There is nothing more than a fact that someone is seeing hangs randomly, we have planned a bunch of improvements but there is no evidence what could improve this to prioritize those. I just have the keywords bug that I can finish, but there is no evidence if it will help or not.

There is not even evidence if this bug is exactly what people is seeing.
If you think someone other has time and knowledge to reach a solution faster feel free to change assignee, I won't mind.

Robert Sayre

Comment 20

•

14 years ago

(In reply to comment #19)
> 
> There is not even evidence if this bug is exactly what people is seeing.
> If you think someone other has time and knowledge to reach a solution faster
> feel free to change assignee, I won't mind.

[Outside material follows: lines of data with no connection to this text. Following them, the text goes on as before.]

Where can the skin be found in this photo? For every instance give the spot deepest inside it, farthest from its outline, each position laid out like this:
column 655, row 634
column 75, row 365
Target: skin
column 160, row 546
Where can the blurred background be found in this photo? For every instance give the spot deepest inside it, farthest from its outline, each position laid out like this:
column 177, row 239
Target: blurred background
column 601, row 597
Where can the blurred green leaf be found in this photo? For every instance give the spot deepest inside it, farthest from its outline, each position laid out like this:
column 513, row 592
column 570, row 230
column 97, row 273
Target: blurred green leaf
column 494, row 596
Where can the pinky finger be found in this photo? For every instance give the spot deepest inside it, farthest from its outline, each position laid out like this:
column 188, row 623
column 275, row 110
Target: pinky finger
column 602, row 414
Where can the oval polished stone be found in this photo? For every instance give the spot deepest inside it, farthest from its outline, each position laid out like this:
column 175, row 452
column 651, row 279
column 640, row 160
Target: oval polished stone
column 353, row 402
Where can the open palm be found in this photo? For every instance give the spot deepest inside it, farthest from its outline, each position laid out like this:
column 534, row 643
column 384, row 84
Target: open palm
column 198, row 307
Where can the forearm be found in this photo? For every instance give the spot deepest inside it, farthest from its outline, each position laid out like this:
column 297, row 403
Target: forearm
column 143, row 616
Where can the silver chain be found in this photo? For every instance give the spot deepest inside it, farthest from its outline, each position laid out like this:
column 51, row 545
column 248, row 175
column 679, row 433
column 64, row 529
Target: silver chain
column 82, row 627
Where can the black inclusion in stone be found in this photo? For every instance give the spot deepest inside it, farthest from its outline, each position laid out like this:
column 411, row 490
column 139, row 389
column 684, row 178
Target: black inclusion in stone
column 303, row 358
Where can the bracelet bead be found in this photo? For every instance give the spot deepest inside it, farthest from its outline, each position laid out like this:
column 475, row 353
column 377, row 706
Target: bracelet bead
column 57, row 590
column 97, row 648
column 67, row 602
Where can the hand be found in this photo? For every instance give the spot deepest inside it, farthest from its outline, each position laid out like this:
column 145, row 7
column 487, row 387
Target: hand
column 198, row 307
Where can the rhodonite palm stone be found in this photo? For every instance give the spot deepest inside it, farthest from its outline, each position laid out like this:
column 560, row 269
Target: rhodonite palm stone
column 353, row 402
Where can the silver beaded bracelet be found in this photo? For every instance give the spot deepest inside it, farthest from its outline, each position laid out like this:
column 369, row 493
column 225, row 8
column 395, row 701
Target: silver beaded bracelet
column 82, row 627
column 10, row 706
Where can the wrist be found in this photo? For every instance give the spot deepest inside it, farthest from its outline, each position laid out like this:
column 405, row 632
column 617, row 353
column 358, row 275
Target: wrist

Your team's job is to find out what this bug is, and make sure it is fixed.

Dietrich Ayala (:dietrich)

Comment 21

•

14 years ago

(In reply to comment #20)
> (In reply to comment #19)
> > 
> > There is not even evidence if this bug is exactly what people is seeing.
> > If you think someone other has time and knowledge to reach a solution faster
> > feel free to change assignee, I won't mind.
> 
> Your team's job is to find out what this bug is, and make sure it is fixed.

He didn't imply that it wasn't. Only that if anyone else had a better solution, they're welcome to hop in :)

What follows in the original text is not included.